Labs for Advanced Stats

Lab Exercise for R: Linear Regression

Exercise 1: Characterize a linear relationship

If two independent samples are obtained, then we can ask whether they may have been drawn from two different underlying distributions.

First generate a Data set

n = 50
x = sample(40:70,n,rep=T)
y = .7*x+rnorm(n,sd=5)

Now plot the data and a horizontal line at the mean

plot(x,y)
ybar = mean(y)
abline(a=ybar,b=0,col="black")

Calculate the best fit model line and draw in the line

fit.lm = lm(y~x)
abline(fit.lm,col="red")
points(x,fitted(fit.lm),col='red',pch=20)
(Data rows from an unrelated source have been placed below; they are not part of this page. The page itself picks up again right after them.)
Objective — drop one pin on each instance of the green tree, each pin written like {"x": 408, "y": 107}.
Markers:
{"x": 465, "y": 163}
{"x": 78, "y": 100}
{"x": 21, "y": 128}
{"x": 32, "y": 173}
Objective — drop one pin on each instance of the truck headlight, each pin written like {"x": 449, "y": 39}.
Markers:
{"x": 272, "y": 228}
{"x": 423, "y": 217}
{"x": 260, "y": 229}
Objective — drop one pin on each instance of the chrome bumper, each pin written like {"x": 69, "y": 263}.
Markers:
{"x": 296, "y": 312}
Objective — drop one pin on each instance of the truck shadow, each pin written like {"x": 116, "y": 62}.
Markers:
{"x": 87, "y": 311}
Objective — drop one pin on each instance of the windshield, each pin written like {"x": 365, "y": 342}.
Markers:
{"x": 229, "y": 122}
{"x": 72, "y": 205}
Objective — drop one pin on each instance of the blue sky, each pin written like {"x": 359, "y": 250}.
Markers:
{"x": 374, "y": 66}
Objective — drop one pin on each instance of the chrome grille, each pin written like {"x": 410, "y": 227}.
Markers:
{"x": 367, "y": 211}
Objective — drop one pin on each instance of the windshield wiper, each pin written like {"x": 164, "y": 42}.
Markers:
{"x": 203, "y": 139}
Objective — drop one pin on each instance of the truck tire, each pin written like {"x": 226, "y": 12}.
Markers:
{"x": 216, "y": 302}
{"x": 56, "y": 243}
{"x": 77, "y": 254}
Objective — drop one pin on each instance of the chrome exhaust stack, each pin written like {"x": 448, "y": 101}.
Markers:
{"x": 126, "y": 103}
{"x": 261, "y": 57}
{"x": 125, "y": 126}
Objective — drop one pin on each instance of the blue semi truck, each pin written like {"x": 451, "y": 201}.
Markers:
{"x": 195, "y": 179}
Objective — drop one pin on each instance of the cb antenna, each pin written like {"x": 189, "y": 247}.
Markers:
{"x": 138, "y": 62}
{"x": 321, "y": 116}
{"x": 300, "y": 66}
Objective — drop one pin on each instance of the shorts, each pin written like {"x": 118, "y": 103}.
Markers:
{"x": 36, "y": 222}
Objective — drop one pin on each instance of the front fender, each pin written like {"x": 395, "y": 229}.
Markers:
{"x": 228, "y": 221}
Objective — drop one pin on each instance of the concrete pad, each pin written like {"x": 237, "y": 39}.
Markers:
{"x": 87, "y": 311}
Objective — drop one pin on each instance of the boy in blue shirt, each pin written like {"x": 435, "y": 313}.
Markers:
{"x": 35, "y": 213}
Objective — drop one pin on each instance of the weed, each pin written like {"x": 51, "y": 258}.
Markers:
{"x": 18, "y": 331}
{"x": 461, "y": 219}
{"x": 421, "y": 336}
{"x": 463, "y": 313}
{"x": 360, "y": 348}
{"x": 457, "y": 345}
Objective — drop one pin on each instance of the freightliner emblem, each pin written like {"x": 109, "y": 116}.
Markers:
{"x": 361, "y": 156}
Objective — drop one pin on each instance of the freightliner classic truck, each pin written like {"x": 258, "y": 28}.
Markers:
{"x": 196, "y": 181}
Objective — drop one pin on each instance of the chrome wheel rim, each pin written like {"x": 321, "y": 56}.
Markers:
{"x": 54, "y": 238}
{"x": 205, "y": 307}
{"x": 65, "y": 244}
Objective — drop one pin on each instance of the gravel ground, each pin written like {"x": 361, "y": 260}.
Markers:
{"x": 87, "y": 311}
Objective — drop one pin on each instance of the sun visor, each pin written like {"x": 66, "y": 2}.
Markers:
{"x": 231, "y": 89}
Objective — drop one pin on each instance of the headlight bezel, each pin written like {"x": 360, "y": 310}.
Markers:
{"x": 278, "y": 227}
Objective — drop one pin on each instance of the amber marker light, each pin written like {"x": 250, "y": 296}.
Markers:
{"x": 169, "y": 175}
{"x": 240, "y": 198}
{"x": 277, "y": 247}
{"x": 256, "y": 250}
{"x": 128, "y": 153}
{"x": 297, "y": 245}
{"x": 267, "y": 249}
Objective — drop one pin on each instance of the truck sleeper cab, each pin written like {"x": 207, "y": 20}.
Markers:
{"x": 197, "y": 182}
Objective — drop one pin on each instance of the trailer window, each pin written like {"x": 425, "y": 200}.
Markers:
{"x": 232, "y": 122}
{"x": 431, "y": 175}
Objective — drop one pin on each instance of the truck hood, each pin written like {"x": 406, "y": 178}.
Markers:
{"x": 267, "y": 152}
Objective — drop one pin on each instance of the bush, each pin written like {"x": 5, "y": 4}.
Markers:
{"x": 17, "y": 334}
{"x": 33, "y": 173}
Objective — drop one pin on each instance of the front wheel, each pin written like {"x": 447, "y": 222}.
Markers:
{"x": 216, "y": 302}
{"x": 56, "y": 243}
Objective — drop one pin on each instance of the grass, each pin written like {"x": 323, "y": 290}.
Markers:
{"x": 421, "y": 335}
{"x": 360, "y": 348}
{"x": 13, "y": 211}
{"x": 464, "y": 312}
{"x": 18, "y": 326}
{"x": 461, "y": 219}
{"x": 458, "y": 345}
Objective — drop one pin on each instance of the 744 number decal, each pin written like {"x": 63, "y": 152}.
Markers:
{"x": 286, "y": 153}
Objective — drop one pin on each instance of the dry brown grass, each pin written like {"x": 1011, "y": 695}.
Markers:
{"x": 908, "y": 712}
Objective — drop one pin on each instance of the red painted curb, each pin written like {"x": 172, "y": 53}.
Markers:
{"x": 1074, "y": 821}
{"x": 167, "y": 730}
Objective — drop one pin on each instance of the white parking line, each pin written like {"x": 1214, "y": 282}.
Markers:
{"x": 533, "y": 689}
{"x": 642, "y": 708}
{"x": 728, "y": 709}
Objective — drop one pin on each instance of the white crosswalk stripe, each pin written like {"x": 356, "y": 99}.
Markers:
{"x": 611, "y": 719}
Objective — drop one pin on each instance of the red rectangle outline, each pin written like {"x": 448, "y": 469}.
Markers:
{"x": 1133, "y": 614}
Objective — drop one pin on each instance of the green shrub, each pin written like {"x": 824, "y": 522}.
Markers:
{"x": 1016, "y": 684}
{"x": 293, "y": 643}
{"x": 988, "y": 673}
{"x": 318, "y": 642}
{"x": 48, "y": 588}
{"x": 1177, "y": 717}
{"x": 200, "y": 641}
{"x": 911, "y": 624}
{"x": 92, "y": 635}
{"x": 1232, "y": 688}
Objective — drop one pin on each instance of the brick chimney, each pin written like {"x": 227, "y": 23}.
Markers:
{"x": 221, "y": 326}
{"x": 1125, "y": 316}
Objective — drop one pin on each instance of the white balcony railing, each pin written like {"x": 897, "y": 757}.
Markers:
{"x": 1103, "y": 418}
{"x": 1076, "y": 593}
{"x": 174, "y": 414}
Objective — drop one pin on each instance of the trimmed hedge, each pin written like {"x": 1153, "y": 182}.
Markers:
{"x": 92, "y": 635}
Predict y-hats and construct confidence intervals for the slope

newx = seq(min(x),max(x))
prd = predict(fit.lm,data.frame(x=newx),interval="confidence",level=0.95,type="response")
lines(newx,prd[,2],col="red",lty=2)
lines(newx,prd[,3],col="red",lty=2)

Get a plot of the results, for residuals vs fitted values, residuals vs independent values, a Q-Q plot for residuals, etc ...

plot(fitted(fit.lm), resid(fit.lm))
plot(x,resid(fit.lm))
qqnorm(resid(fit.lm))
qqline(resid(fit.lm),col="red")

last modified: 2/2/15